The Importance of Social Wellness

July is Social Wellness Month!

Relationships and social interactions and connections are just as important to health as nutrition and exercise.

Social Wellness means nurturing yourself and your relationships, giving and receiving social support, and ensuring that you have family and friends to turn to. Social support enhances quality of life in different forms:

  • Emotional: the actions people take to make someone feel cared for
  • Instrumental: physical support, such as lending money, housekeeping, or babysitting
  • Informational: providing information or resources to help someone

So, why is social wellness so important?

Having healthy relationships is a vital component to physical and mental health and well-being. Studies have shown that the health risks from being alone or isolated in one’s life are comparable to the risks associated with cigarette smoking, high blood pressure, and obesity. Additionally:

  • Those with a strong social network tend to live longer
  • Those with healthy relationships respond better to stress
  • Strong social networks are associated with a healthier endocrine system and healthier cardiovascular functioning
  • Those with healthy social networks have stronger immune systems and a better ability to fight off infectious diseases

Think about your social relationships. Do you have a strong social network? In real life, guys, not online!! Do you regularly make plans with friends, talk to friends and family, and do you have people you can turn to in a time of need? Check out these cool resources from the University of Minnesota:

Personal Relationships Assessment : a cool assessment to help you identify your strengths and weaknesses regarding your personal relationships.

Shift Your Emotions Exercise : intentionally shifting your emotions so that they become more positive can enhance your ability to function in your daily life and in your relationships. This interactive audio exercise can help you shift from a negative emotional state to a positive one.

If you already have strong social networks and connections, be sure to nurture and grow them. According to Drs. Gay and Kathlyn Hendricks, there are five concepts to attaining a healthy and lasting relationship:

  1. Become a master of commitment: be aware of what you are committing to, and realistically determine if you can follow through.
  2. Make commitments you can stand by: be honest and open with the people in your relationships.
  3. Break the cycle of blame and criticism: own your part in the relationship dynamics.
  4. Shift your attention away from “fixing” someone, and onto better ways to resolve conflicts: this will help inject positive energy into the relationship
  5. Become a master of verbal and nonverbal appreciation: showing appreciation of others is crucial to healthy relationships.

You can read more about these concepts in their book, Lasting Love: The 5 Secrets of Growing a Vital, Conscious Relationship.

How can you grow your social networks?
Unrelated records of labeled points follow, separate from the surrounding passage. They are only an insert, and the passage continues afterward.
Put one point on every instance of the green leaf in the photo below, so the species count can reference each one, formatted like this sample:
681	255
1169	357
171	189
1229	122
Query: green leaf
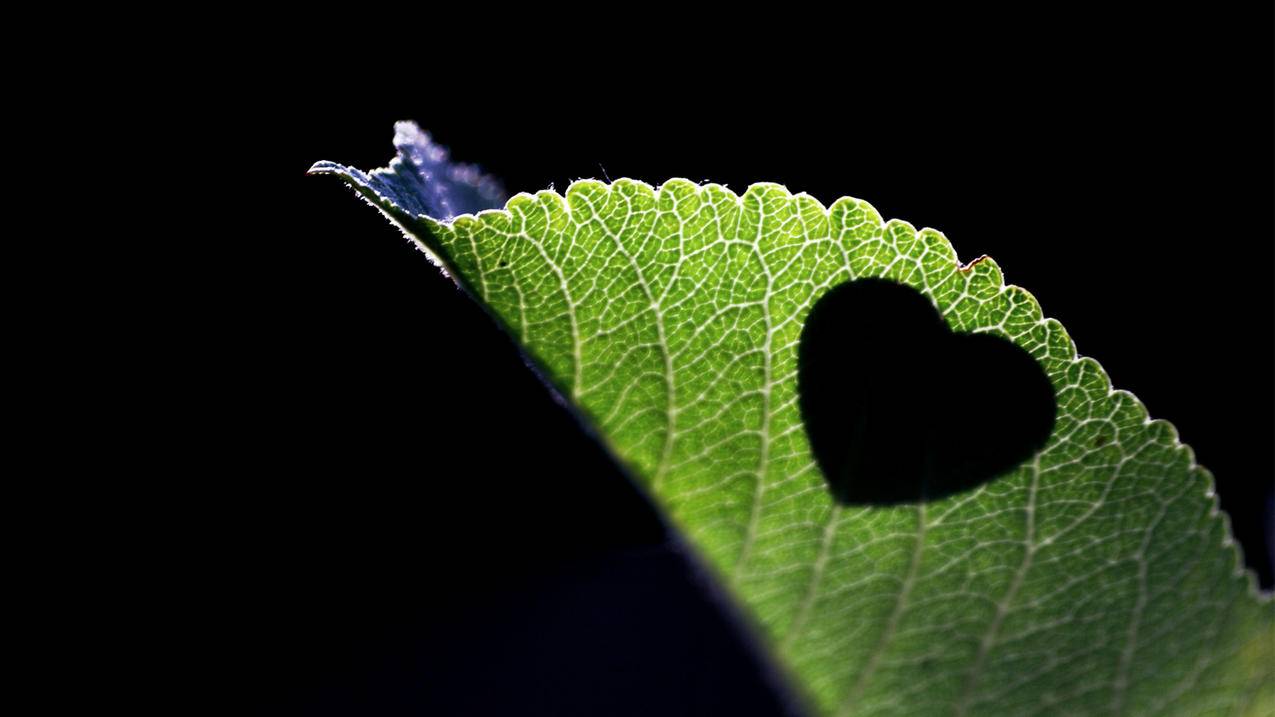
1098	577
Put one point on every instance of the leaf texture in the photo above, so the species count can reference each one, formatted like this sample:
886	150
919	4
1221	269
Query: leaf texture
1098	577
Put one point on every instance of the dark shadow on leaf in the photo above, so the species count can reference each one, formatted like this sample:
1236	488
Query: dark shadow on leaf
899	408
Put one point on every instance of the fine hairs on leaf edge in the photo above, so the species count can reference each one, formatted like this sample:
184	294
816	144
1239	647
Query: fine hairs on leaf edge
981	266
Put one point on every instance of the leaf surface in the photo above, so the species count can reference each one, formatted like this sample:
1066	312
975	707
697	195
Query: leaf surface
1097	577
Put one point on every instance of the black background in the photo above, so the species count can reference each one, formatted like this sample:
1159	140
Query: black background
411	524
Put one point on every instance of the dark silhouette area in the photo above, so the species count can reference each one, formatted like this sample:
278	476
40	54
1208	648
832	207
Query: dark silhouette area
392	514
900	408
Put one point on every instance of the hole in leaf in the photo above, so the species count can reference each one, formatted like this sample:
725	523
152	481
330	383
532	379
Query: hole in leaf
899	408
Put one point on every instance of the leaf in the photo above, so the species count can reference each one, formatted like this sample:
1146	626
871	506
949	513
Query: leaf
1097	577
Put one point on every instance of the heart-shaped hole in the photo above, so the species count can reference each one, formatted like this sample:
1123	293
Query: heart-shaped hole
899	408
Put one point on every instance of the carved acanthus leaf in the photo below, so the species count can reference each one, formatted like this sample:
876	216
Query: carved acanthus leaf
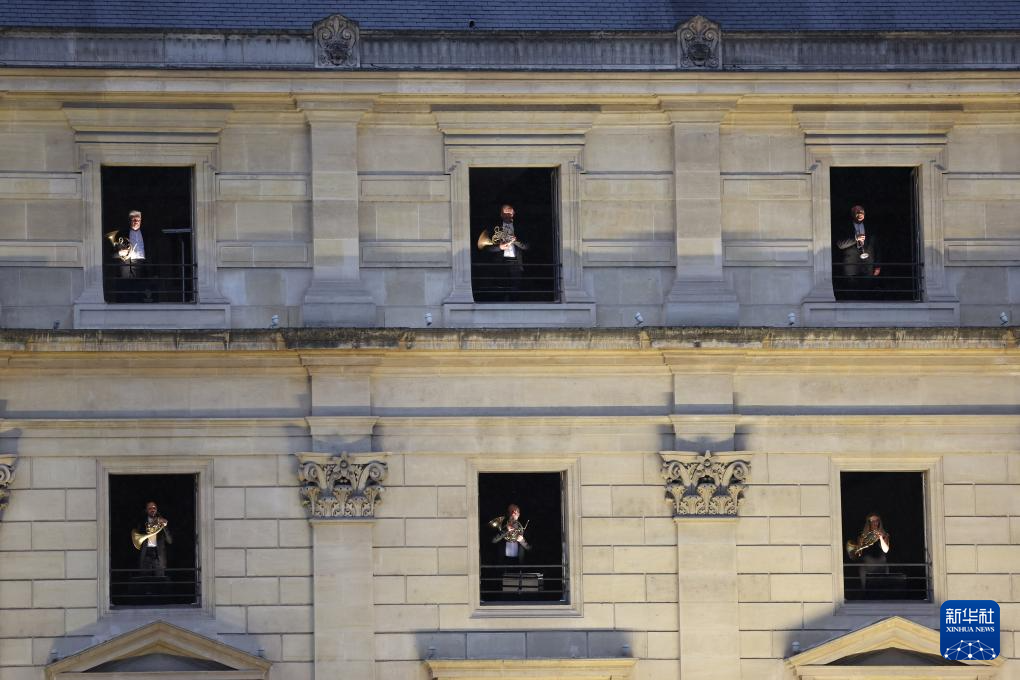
338	43
700	44
703	486
339	487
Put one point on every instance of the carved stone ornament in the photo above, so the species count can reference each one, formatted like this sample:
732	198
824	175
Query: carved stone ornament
703	486
6	477
338	487
700	44
338	43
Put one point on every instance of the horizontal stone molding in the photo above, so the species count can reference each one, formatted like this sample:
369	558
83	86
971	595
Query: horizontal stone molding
152	316
983	252
406	254
881	314
40	186
405	188
518	315
626	187
758	253
628	253
264	254
982	187
603	50
262	187
40	254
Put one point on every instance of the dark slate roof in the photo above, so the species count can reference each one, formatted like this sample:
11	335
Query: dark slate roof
270	15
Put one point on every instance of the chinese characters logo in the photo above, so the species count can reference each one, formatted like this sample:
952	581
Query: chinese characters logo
969	629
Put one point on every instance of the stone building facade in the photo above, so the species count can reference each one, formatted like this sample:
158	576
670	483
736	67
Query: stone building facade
327	412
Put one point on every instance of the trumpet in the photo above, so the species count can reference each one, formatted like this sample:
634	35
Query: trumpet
501	234
855	548
120	245
151	529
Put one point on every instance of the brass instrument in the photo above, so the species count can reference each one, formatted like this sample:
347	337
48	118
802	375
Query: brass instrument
152	527
120	245
855	548
501	234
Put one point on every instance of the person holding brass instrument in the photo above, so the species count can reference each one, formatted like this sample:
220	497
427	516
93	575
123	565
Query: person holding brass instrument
871	546
510	532
151	538
507	249
859	252
129	249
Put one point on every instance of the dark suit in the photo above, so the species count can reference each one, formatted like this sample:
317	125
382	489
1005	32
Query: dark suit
152	561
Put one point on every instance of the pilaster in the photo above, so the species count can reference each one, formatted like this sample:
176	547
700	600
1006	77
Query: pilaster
700	295
706	492
336	296
341	495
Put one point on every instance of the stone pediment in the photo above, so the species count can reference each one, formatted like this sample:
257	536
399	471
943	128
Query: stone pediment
890	647
159	649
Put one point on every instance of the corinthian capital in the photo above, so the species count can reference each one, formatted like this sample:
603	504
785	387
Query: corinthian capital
335	487
700	485
6	477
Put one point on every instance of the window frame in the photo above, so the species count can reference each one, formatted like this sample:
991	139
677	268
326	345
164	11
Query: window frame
571	530
204	522
933	513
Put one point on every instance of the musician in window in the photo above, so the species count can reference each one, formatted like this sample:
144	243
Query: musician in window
860	252
151	538
510	535
871	547
506	250
129	249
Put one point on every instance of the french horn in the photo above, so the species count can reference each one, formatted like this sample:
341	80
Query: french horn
151	529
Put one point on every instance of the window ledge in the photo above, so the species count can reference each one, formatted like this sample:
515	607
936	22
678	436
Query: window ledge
156	315
516	315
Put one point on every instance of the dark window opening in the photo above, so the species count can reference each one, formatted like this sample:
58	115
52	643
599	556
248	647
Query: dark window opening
893	246
897	499
534	570
530	272
163	196
151	570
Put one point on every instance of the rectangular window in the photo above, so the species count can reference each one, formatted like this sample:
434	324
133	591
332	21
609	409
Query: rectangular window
887	265
153	556
156	263
526	269
884	537
522	547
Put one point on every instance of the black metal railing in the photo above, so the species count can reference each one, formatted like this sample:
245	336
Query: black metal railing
898	281
523	583
149	283
138	587
514	282
891	580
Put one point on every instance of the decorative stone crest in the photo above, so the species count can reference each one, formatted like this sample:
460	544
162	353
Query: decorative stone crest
6	477
703	486
338	43
700	42
338	487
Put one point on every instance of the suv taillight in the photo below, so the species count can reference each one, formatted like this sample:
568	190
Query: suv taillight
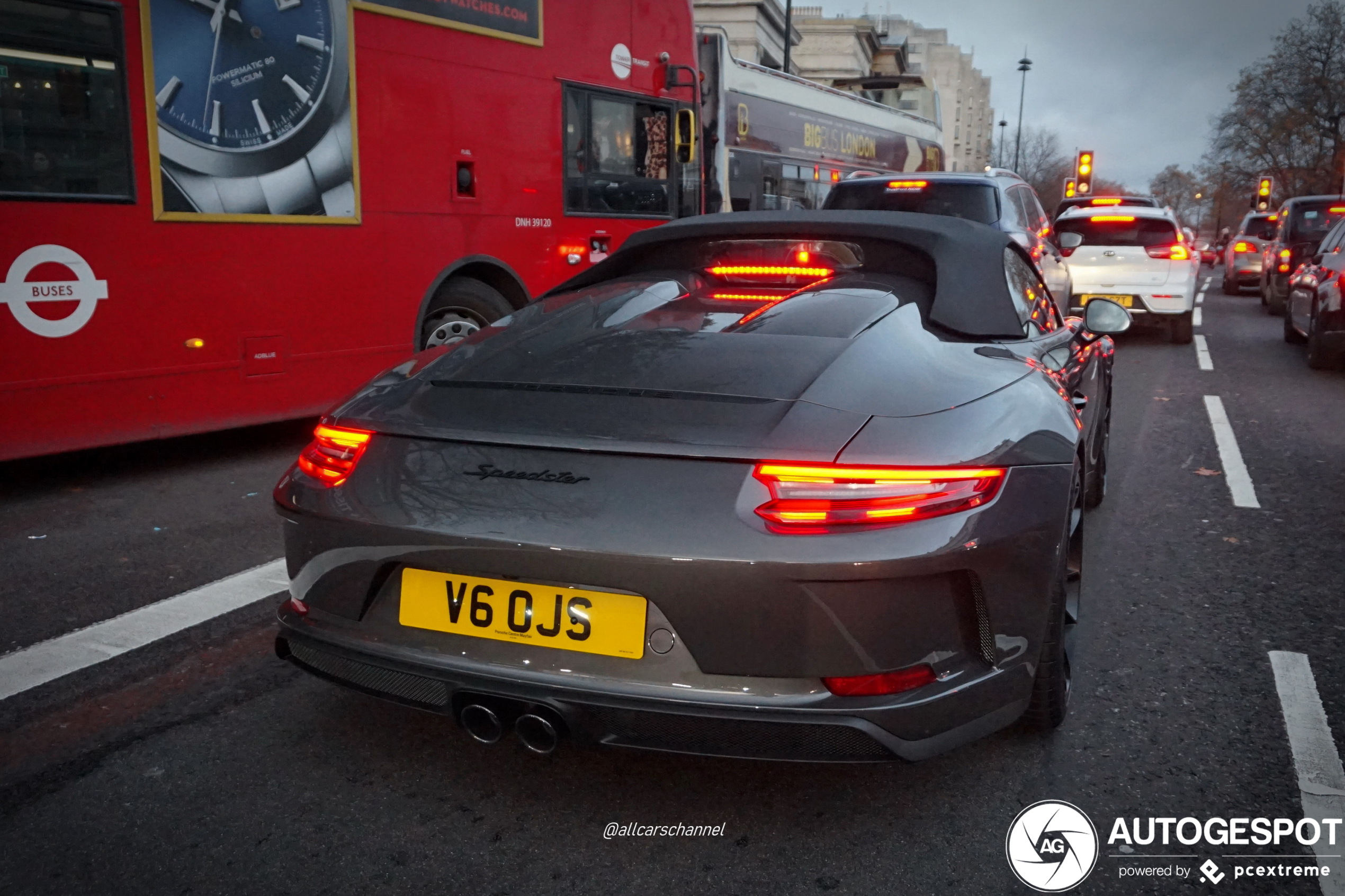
333	455
811	497
1177	251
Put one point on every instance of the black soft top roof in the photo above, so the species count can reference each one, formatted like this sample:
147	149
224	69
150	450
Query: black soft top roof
972	293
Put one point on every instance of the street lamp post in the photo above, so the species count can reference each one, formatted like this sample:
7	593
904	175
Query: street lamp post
1024	66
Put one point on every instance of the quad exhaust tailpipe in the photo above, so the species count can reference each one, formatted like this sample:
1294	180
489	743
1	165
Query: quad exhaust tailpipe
537	734
482	723
487	719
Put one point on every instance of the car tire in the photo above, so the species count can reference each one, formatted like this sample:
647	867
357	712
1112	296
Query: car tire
1181	330
1292	335
1097	490
1319	356
462	306
1051	685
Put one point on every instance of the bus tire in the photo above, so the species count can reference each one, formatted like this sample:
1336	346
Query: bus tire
462	306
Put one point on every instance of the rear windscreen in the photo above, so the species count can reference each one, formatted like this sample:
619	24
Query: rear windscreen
1261	228
1309	222
1121	230
972	202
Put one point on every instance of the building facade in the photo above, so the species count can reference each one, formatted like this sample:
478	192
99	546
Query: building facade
963	92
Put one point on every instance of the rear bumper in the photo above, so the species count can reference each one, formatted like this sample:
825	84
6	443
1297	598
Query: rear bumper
871	730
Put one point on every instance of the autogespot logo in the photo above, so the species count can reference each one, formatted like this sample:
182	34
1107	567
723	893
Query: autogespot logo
1052	847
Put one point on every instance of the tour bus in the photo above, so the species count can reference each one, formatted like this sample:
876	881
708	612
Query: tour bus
774	140
221	213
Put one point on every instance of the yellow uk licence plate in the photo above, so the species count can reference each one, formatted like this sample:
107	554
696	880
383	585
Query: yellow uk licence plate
566	618
1125	301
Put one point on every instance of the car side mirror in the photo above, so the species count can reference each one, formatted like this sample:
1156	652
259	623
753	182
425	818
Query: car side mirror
1106	318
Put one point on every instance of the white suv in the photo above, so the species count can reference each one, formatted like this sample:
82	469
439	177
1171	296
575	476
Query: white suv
1136	257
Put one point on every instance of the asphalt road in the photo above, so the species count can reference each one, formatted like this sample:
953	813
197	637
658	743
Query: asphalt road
213	767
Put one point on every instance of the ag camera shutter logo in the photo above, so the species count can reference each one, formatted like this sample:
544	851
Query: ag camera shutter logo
1052	847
Think about your own personal interests and hobbies, and then pursue them. Joining different groups or clubs can help you find others with similar passions as yourself. For example:

  • If you love sports and working out, join a sport-specific gym (like boxing, crossfit, bootcamp, yoga, rock climbing, or spinning) or club sports team. Social Boston Sports is a hugely popular organization in Boston that has TONS of different teams you can join!
  • If you have a dog, walk them in a public dog park or around your neighborhood to meet your neighbors and other dog owners
  • If you have a cause that you are passionate about, find a way to volunteer for them. When I was in college, I was a member of Colleges Against Cancer, and continued to volunteer for the American Cancer Society after I graduated
  • Get involved with your college’s alumni group in your area. This is a great way to network with fellow alumni, and connect with old friends that you may have fallen out of touch with
  • Join a club related to something you are interested in, or start your own! Book club, hiking club, wine club, running club, painting club….the options are endless!

This month, I challenge you to nurture your relationships as much as you possibly can. Call an old friend and make plans-and don’t bail. Try something new, like one of the things outlined above. Call your family members who you don’t get to see very often.

I’m already off to a great start, with a Girl’s Weekend on the cape planned for this weekend. I’m going with four of my best friends-one of whom has been in grad school in Ireland for the past 3 years and I only get to see her a few times a year! I can’t wait!

Remember: having healthy relationships is a vital aspect to health. Don’t neglect yours!